I have a NAS with 2.7TB on it and I'm also running out of space.  I was just curious about what you do regarding liner notes.  Since space is an issue with me it is very tempting to store them away with the ripped CDs and related packaging.  Every time I'm ready to do that though, I decide to keep the liner notes accessible since they are such an integral part of the package.  I've tried scanning them but it just takes way too long.

Just curious as to what you do.

Thanks,

Joe

slim's picture

Non-trivial issue, Joe, and I don't have a perfect solution, either. That is why my CDs are still around and actually - probably just due to the liner notes - still get a lot of play time. (Space not so much an issue here, but from the size of your NAS I suppose your CD collection is quite a bit bigger than mine.)

I have gradually been shifting to downloads instead of buying CDs, and they often come with liner notes or the full booklet as PDF or JPGs - even those nerds uploading their 24-96 ripped vinyls to file sharing sites often do a fantastic job in supplying the additional material, as well.

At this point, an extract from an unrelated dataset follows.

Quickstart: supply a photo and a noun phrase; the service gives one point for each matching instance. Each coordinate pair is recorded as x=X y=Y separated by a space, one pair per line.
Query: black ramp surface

And while downloading that music may not be all too legal, I would not hesitate to download the digital liner notes / booklet of a CD or LP that I own.

If the booklet comes as a series of JPGs, I combine them into one PDF (not much work), and as I usually have my MacBook on the sofa arm rest while listening, this is a convenient solution for me.

Just my few thoughts ... good luck,

Wolfgang

One more thing, in case you're using iTunes: you can import the PDF booklet into your library. They will initially be classified as media type "Book" (not sure about the right terminology here, using the German version), but if you change that manually to "Music" and adapt album and artist name, the liner notes will show up right alongside the music tracks.